Florian’s thick, gold brows dipped. “You ought to let me examine you.”

Ash spoke concisely. “It’s been a couple of months since I miscarried; everything’s back as it should be. You can ask the washerwomen about the clouts.”
7

“But—”

Ash interrupted. “But now I’ve mentioned it – I should apologise for what I said then. I
don’t
think you were being jealous that I could have a baby. And … well, I know now that you weren’t – well – making a pass at me. Sorry for thinking that you would.”

“But I would,” Floria said.

Relief at finally having made her apology overwhelmed her, so that she almost missed Florian’s reply. She stopped, still beside her in the half-dark, on the cold wooden bench, and stared at the other woman.

“Oh, I would,” Florian repeated, “but what’s the use? You don’t watch women. You never look at women. I’ve seen you, Ash – you’ve got
hot
women in this company, and
you don’t ever look at them.
The most you’ll do is put your arm around them when you’re showing them a sword-cut – and it means nothing, does it?”

Ash’s chest hurt; Floria’s vehemence left her breathless.

Floria said, “Say what you like about being ‘one of the boys’ – I watch you flirt with half the male commanders you’ve got here. You can call it
charisma
if you like. Maybe none of you realise what it is. But you
respond
to guys. Especially to my slut of a brother! And
not
to women. Now what would be the use of me making a pass at you?”

Ash stared, her mouth slightly open, no words coming into her mind. The chill of the night made her eyes and her nose run; she absently wiped a sopping velvet sleeve across her face, still with her gaze fixed on the older woman. She strained for words, finding only a complete absence of anything to say.
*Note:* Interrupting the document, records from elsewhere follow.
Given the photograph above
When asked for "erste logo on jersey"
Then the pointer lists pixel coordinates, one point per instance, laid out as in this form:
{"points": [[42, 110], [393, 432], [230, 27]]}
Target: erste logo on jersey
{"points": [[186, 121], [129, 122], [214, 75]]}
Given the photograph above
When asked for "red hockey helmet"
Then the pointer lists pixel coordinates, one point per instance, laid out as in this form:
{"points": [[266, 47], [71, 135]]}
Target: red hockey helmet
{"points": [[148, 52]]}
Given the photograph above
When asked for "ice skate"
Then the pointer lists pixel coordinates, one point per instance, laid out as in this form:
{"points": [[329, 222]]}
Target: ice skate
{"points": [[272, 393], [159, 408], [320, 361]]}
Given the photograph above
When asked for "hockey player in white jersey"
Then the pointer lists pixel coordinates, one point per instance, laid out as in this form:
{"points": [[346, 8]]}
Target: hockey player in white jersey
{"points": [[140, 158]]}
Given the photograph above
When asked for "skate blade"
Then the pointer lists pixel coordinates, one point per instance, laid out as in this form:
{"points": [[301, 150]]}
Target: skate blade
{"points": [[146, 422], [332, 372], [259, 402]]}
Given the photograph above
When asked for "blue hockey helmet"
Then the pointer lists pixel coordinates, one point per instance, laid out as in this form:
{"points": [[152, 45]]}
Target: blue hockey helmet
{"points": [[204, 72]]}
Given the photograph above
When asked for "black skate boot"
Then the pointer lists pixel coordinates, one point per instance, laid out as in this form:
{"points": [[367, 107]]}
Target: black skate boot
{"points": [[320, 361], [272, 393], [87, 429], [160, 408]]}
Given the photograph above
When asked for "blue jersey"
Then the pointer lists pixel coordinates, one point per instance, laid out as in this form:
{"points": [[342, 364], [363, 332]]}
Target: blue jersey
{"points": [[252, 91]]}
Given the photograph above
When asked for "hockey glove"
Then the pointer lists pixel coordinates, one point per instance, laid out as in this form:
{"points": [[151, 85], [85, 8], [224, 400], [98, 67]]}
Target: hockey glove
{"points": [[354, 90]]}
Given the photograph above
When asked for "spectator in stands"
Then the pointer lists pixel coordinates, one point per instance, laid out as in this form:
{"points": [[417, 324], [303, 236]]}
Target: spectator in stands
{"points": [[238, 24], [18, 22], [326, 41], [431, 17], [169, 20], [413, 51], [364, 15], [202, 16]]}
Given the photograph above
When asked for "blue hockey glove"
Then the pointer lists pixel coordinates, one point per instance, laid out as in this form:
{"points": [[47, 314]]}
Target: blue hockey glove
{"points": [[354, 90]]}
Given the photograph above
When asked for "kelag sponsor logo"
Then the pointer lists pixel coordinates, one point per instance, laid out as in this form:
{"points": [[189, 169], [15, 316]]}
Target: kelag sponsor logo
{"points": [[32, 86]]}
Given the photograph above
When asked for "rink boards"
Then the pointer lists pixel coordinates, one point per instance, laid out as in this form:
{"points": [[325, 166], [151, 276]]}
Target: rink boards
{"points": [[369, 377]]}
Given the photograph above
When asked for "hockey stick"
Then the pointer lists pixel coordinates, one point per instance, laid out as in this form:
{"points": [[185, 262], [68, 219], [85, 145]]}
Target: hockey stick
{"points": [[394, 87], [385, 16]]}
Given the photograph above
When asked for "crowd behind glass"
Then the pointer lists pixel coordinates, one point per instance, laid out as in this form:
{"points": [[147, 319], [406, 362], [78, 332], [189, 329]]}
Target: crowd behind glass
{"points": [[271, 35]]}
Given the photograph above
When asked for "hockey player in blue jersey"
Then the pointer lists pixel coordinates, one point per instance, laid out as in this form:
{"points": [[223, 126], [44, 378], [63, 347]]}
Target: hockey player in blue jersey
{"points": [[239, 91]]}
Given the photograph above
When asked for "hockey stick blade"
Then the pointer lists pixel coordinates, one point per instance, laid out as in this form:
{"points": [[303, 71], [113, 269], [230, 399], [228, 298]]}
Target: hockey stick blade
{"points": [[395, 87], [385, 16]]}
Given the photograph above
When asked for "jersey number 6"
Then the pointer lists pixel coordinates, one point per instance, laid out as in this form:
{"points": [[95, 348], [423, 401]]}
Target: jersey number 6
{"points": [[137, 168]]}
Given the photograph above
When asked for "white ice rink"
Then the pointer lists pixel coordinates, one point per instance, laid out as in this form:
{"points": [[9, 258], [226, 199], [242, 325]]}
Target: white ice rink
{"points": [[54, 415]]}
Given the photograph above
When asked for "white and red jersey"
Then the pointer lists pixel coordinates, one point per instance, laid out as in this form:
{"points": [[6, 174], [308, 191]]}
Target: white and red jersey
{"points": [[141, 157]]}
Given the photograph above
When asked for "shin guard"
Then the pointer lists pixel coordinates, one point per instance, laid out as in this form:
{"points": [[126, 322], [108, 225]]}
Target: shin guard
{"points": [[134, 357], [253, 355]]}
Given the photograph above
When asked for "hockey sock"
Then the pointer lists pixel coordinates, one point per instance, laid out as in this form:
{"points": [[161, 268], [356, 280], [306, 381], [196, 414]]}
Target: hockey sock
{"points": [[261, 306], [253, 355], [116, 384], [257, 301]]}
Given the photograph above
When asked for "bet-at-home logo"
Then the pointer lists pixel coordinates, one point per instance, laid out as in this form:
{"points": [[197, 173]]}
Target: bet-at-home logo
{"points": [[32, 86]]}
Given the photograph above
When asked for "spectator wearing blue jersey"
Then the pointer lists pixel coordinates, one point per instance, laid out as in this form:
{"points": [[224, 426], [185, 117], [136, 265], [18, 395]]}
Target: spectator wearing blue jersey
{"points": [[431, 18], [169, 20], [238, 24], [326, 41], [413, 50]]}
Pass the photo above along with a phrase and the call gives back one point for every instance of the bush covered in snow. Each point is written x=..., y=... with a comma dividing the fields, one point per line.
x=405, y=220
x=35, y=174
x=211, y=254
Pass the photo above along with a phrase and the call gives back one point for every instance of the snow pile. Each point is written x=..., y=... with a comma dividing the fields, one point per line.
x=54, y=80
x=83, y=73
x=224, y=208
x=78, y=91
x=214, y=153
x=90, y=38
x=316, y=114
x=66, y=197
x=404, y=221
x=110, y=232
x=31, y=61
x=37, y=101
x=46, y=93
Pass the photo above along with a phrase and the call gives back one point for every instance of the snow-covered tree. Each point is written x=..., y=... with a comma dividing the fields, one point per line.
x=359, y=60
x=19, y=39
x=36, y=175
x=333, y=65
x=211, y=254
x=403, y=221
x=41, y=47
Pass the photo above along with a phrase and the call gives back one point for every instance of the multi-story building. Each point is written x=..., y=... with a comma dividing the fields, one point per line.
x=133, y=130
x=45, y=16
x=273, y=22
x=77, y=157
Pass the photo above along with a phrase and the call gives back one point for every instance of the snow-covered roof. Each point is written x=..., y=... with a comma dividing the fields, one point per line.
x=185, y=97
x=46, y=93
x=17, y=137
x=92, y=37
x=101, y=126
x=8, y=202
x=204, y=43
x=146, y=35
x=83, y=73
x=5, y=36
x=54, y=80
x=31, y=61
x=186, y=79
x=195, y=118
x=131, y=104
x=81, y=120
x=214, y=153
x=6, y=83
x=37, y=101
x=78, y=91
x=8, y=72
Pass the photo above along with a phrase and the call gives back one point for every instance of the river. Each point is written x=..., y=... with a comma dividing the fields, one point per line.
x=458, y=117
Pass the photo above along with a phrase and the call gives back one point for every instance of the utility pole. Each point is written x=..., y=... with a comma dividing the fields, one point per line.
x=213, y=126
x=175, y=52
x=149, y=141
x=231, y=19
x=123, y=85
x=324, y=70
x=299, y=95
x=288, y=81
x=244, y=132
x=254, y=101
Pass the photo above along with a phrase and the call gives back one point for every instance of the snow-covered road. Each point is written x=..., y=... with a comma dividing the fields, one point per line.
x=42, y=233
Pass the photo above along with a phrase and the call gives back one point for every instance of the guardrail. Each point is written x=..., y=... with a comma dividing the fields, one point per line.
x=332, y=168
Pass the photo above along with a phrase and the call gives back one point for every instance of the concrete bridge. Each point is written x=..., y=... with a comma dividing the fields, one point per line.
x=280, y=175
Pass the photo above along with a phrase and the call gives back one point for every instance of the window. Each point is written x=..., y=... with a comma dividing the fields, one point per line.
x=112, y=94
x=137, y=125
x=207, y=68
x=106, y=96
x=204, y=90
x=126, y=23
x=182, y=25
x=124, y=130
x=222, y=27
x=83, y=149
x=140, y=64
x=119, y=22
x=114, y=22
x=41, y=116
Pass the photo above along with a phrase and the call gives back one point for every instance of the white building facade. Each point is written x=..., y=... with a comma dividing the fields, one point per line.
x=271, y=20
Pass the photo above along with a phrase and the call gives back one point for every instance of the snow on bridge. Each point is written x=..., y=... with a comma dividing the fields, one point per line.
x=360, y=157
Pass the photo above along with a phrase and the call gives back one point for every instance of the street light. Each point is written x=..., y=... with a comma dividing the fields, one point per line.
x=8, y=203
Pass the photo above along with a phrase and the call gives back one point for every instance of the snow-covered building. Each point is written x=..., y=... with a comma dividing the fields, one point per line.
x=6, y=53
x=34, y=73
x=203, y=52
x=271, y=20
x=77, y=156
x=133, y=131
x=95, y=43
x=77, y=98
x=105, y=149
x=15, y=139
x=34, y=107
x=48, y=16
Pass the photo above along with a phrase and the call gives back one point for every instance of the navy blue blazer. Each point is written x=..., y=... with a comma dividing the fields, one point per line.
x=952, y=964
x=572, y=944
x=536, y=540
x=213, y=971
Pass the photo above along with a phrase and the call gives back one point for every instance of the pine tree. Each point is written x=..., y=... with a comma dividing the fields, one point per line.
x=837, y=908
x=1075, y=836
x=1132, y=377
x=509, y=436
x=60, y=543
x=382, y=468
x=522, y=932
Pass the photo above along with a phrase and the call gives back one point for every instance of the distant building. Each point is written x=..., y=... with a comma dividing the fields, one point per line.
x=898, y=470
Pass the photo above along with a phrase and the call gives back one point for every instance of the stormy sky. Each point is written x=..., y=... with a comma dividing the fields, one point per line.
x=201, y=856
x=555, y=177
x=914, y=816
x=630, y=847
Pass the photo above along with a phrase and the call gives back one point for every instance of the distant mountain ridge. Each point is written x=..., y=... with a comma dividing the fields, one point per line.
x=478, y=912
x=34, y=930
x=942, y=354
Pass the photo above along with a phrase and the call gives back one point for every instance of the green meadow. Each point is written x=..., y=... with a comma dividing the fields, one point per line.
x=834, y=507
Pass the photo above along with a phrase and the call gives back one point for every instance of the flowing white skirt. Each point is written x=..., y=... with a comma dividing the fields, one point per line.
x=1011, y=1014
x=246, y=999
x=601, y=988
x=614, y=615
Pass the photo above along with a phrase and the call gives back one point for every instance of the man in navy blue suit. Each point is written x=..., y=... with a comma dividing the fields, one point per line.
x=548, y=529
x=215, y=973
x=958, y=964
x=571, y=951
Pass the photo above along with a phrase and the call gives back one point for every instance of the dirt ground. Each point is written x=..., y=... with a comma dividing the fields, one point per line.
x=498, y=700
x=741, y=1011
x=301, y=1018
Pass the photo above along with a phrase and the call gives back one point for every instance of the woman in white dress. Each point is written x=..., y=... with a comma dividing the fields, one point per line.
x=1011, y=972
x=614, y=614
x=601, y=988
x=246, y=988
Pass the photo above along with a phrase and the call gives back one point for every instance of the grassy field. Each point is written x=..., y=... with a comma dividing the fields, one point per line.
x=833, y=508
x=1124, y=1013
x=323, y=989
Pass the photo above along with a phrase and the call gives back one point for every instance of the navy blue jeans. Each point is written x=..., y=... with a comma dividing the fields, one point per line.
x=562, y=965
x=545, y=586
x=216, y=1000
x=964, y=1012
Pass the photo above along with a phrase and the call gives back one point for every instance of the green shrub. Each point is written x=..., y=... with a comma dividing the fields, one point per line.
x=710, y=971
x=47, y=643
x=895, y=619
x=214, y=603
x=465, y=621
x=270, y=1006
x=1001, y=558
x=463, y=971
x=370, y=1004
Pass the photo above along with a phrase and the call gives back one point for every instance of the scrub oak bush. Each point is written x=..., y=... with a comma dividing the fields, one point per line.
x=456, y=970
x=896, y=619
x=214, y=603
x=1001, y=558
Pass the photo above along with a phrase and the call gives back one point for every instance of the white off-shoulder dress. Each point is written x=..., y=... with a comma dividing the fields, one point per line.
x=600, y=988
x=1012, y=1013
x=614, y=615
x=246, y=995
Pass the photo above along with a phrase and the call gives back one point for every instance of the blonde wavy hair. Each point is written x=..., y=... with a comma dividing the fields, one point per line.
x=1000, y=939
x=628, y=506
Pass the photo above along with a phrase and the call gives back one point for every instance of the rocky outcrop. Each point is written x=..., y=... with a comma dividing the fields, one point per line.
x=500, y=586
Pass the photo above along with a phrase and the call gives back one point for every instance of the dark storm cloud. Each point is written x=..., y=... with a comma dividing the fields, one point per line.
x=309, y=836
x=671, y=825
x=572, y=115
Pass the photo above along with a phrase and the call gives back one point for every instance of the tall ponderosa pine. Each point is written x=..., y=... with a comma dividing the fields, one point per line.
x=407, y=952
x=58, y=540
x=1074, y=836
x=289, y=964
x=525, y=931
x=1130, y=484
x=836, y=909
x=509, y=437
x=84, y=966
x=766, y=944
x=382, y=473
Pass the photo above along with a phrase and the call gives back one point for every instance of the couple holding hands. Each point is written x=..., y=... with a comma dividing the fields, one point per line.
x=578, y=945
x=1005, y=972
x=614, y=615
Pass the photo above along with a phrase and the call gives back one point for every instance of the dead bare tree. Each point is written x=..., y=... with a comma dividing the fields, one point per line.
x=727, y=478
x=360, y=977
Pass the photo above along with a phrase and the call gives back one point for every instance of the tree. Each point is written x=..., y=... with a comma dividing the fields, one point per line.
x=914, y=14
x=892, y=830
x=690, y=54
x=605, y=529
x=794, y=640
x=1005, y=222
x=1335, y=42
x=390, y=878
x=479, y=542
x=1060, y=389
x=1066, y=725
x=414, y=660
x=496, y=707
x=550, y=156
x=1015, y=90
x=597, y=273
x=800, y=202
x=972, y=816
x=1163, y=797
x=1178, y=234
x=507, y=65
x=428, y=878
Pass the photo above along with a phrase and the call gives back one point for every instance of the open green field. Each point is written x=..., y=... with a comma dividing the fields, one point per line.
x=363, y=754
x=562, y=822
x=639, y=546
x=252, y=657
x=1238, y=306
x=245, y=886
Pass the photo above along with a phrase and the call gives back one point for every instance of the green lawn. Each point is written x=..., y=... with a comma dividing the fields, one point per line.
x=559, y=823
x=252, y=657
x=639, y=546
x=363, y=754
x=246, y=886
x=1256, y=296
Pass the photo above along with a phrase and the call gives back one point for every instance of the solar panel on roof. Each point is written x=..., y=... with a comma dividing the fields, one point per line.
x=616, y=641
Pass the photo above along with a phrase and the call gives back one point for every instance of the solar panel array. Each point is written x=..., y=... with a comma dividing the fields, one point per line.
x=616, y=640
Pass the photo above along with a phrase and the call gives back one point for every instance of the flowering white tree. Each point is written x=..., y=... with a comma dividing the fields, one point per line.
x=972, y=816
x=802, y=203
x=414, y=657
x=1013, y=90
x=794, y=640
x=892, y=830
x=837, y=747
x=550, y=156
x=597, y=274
“Don’t worry.” A brittle note entered Florian’s voice. “I wasn’t then, and I won’t now. Not because I don’t want you. Because it’s not in you to want me.”

The harshness of her tone increased. Caught between revulsion, and an overwhelming desire to console the woman –
Florian, this is Florian; Jesu, she’s one of the few people I call friend
– Ash began to reach out a hand, and then let it drop.

“Why say this now?”

“We may both be killed before the end of tomorrow.”

Ash’s silver brows came down. “That’s been true before. Often.”

“Maybe I just wanted to wake you up.” The fair-haired woman leaned back on the bench, as if it were a movement of relaxation, and only coincidentally one that moved her further away from Ash. She might have been thoughtful, might have been smiling slightly, or frowning; the dim light made it impossible to know.

“Have I upset you?” Florian asked, after a moment’s utter quiet.

“I … don’t think so. I knew that you and Margaret Schmidt— but it never occurred to me that you’d look at
me
like that— I’m … flattered, I guess.”